As polyurethane cures (or hardens), it undergoes a chemical bonding reaction, linking the mono- and oligomer strings in the components into long polyurethane chains. The chemical reaction is exothermic, it creates heat.
So, we have a process that heats up the polyurethane mixture as it hardens, but how much? Well, it's hard to find numbers for it, but I suspect it can easily reach 30 to 40 °C, depending on the mixture (fast curing) it could easily go higher. To combat the effects of heat softening of the PLA/ABS model inside the mold, I strongly suggest printing with extra shells and extra infill. While most items can get away with 10 %, in this case, I suggest 20-30 %. ABS would be the superior choice above PLA as it starts to deform at a higher temperature. PLA can start to deform at around 60 °C, ABS only at about 80 °C.
The temperature of the PU curing depends on the speed of the curing process - it is safer for the masters to choose a slower curing mix as the heat is generated over a longer time and the maximum temperature is thus lower as a result (as excess heat is lost to the room)

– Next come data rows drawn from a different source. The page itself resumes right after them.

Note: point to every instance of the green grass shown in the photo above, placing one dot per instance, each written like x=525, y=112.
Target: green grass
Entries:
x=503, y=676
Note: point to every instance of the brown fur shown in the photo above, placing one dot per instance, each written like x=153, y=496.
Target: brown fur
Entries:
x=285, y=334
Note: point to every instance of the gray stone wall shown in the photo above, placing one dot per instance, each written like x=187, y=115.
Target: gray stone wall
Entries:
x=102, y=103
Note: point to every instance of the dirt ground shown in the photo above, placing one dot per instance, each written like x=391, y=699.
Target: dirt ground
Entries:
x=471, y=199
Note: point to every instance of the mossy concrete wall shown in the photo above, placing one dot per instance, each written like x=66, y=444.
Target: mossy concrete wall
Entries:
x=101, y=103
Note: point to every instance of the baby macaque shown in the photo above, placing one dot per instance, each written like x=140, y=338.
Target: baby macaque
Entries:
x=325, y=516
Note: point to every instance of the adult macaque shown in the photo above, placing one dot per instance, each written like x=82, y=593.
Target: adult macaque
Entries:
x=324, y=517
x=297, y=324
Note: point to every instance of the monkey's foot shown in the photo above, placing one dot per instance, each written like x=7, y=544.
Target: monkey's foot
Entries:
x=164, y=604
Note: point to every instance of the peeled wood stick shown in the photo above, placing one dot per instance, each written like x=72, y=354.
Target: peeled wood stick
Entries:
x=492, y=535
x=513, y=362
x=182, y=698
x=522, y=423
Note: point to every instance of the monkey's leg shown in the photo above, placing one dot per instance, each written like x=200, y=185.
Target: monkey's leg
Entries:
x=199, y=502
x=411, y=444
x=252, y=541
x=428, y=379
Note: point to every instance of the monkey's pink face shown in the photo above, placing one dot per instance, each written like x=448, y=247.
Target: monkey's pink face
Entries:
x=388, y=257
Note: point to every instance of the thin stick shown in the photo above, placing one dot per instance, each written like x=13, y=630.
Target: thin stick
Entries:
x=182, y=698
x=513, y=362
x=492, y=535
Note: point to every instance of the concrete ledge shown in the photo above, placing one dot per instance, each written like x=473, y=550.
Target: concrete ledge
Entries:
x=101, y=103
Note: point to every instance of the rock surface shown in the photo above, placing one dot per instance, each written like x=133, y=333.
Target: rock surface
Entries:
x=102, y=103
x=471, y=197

To reduce the sticking to the surface from the material creeping into the gaps of the model, it has to be as smooth as possible and best also sealed. If you choose ABS, a quick acetone vapor bath would do the trick in this case. PLA should be lacquer sealed as it doesn't like to stick to most waxes.
Adding a mold release agent isn't necessarily needed, but could help in removing the masters from the mold.
ABS might be the better choice in this application. It is advisable to use extra-thick walls (3+), a lot of infill (20-30 %) and a vapor smoothed surface.